The Saudi economy seems to be doing fine, but with challenges ahead. This can be inferred from a recent report from the International Monetary Fund (IMF) on the performance of economy, following the visit of a delegation to the kingdom.

Among other things, the IMF called on the authorities to resist any temptation to again expand public spending on the back of the current stronger oil prices. Brent prices are hovering around $77.5 a barrel, but had reached $80.5 per barrel in between and the highest in some time.

The IMF’s warning is that higher government spending could widen budgetary shortages and become a source of inflationary pressures. The budget deficit stood at $98 billion in 2015, the first full year after the plunge in oil prices before declining to $79 billion in 2016.

The 2018 budget was prepared with expenditures and revenues of $261 billion and $209 billion, respectively. It is estimated that the deficit for fiscal year 2017 ended up higher than planned on the on the back of stronger than expected spending.

The IMF prefers a balanced budget by 2023 and not 2020, as originally envisaged by officials. This way the authorities can avoid a possible decline in economic growth via a rapid fall in spending.

In fiscal year 2018, oil income is expected to account for 63 per cent of total revenues with the balance from diverse sources including taxes, fees for government services and investment returns. The kingdom’s Vision 2030 stressed the need for diversifying from oil and strengthening the private sector’s role.

The IMF is pleased with proliferation of the tax culture in the kingdom, describing it a milestone. Saudi Arabia was the first country in the Gulf to introduce excise tax on certain products from June 2017.

The UAE followed with similar measures on carbonated and energy drinks and tobacco products. And from the start of this year, Saudi Arabia and the UAE introduced value added tax.

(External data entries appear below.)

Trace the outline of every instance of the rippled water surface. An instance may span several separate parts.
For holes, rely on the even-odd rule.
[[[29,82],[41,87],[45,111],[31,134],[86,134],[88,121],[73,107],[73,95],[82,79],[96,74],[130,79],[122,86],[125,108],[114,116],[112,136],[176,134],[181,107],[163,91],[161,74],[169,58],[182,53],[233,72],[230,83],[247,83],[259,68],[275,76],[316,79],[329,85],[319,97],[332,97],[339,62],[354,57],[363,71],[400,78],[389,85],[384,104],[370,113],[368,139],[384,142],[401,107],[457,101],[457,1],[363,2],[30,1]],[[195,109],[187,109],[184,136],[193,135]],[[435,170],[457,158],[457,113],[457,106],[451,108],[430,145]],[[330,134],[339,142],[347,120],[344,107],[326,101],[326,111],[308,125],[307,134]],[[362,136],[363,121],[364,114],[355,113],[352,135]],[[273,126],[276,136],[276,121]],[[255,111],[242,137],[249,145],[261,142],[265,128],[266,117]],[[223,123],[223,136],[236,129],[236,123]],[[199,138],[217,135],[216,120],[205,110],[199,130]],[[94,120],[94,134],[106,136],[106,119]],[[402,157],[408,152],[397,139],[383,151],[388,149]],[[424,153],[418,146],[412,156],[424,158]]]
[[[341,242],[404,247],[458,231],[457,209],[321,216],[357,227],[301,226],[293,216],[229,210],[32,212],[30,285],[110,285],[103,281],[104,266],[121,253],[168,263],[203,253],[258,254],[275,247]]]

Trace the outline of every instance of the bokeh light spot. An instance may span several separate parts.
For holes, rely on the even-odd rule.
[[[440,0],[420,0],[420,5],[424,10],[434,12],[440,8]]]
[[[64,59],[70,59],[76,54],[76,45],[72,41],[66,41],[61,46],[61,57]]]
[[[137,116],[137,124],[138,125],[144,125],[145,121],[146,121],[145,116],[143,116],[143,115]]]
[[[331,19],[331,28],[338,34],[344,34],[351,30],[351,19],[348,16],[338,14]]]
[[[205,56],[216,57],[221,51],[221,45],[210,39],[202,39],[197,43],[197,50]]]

The IMF emphasises the importance of avoiding any crowding out private sector investors. Officials may feel the urge to assuming leadership in developing critical industries in the non-oil sector like tourism. However, the involvement of the public sector in critical projects is not sustainable in the long-run and no substitute for private sector investors.

The sort of economic challenges encountering the Saudi economy is displayed in global rankings. For instance, Saudi Arabia saws its ranking plummet in the recently-released IMD World Competitiveness Yearbook 2018, being placed 39th among the 63 economies. The same report rated the UAE the seventh best and just behind the US, Hong Kong, Singapore, Netherlands, Switzerland and Denmark.

The index takes into account matters like levels of trade and investments. The slide of Saudi Arabia’s ranking underscores the need to entice foreign investments as part of Vision 2030.

Dr Jasim Ali is a Member of Parliament in Bahrain.